Book Review: The Cuckoo's Calling

-Unsa Athar
- published in US magazine, The News

I saw this post on Readings Book Store Facebook page about a crime fiction novel written by JK Rowling under the pseudonym Robert Galbraith and since I am done with my FSc and am allowed now to buy and read novels, I got all excited about it - like I had been about the last HP book before its release. Hence, when The Cuckoo’s Calling came out I bought it instantly, despite the eye-popping price, and spent my send-ups prep leaves reading it and had to deal with the disastrous consequences later!

Being a die-hard HP fan and being among those who grew up with Harry Potter, I found the book of exactly the opposite style to HP books. I was really impressed by the dynamic writing skills of Rowling.

The story revolves around Cormoran Strike, a private investigator, who is hired by John Bristow, the adopted brother of the famous supermodel      Lula Landry. Bristow wants Strike to investigate his sister’s supposed suicide. Strike is initially skeptical due to the extensive media coverage of the case, and is unwilling to reopen such a thoroughly investigated case. As the interviewing process proceeds, he encounters Lula Landry’s security guard, personal driver, uncle, friends and designer. Each character recounts their recollections of Lula and Strike comes to realise that the circumstances of her death are more ambiguous than he imagined. Strike is helped in his quest by his enterprising temporary secretary Robin, who, upon arriving in the detective’s office, becomes fascinated with the life of a private investigator.

The investigations take Strike to the world of fashion and the readers also get a taste of the dazzling yet hollow life of stars. While reading the book, one badly wishes to solve the case before Strike, but the case is too complicated for most readers to unravel!

To be honest, the book did not live up to my expectations. It is dragging from the middle till the end, but the climax is dine and the least suspected person turns out to be the killer! Plus, there is a lot of swearing in the book and for people like me life becomes tougher after reading such stuff because we pick up words easy!

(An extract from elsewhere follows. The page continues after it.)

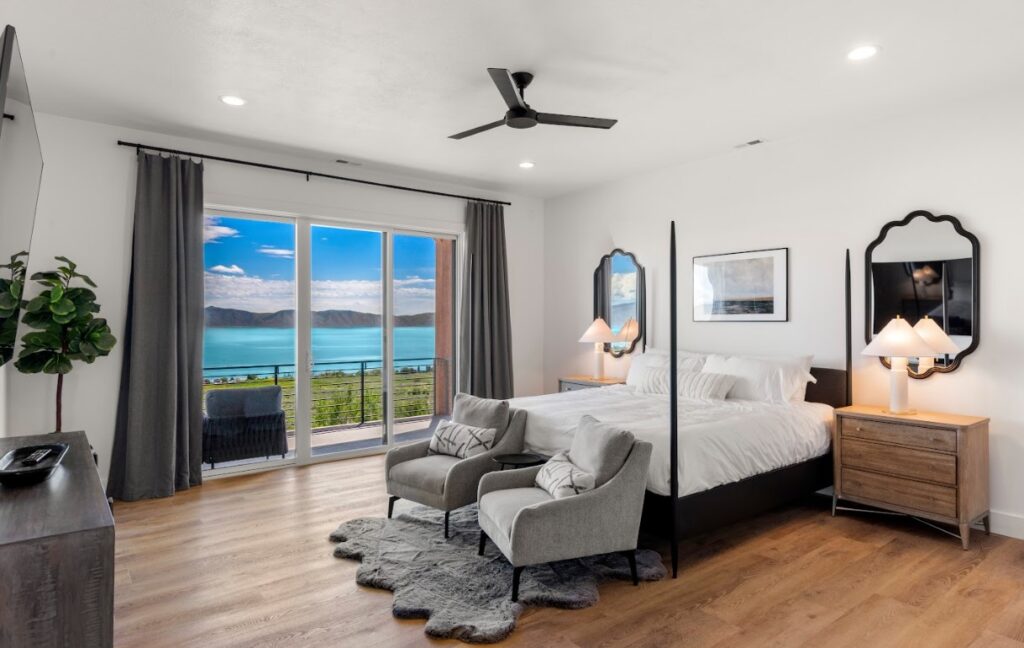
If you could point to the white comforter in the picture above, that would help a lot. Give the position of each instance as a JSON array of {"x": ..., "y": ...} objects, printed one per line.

And there is this ‘oh-so-essential-part’ whenever the world of fashion is discussed in the story and by this I mean the physical stuff that upsets the reader because the reader is interested more in the solution of the case and this fashion stuff becomes boring after a while. It seems that JK Rowling brought in this stuff to because she wanted to bring out a thick novel. She only managed to bore by delving too much about fashion. Overall, the way she has written the story in the form Chapters and Units along with the quotations she has written is pretty good. A few characters are interesting and at times it all gets so intriguing and you cannot put the book down without reading it to the last page.

So the conclusion is that I totally agree with the        The Daily Telegraph    review, that awarded  the book four stars out of five and summed up the novel as “a sharply contemporary novel full of old-fashioned virtues; there is room for improvement in terms of construction, but it is wonderfully fresh and funny.” 

It would have read better had I not known that the author is Rowling! Then I would not have expected so much out of it. It is still worth a read, but not worth your sendups-prep time!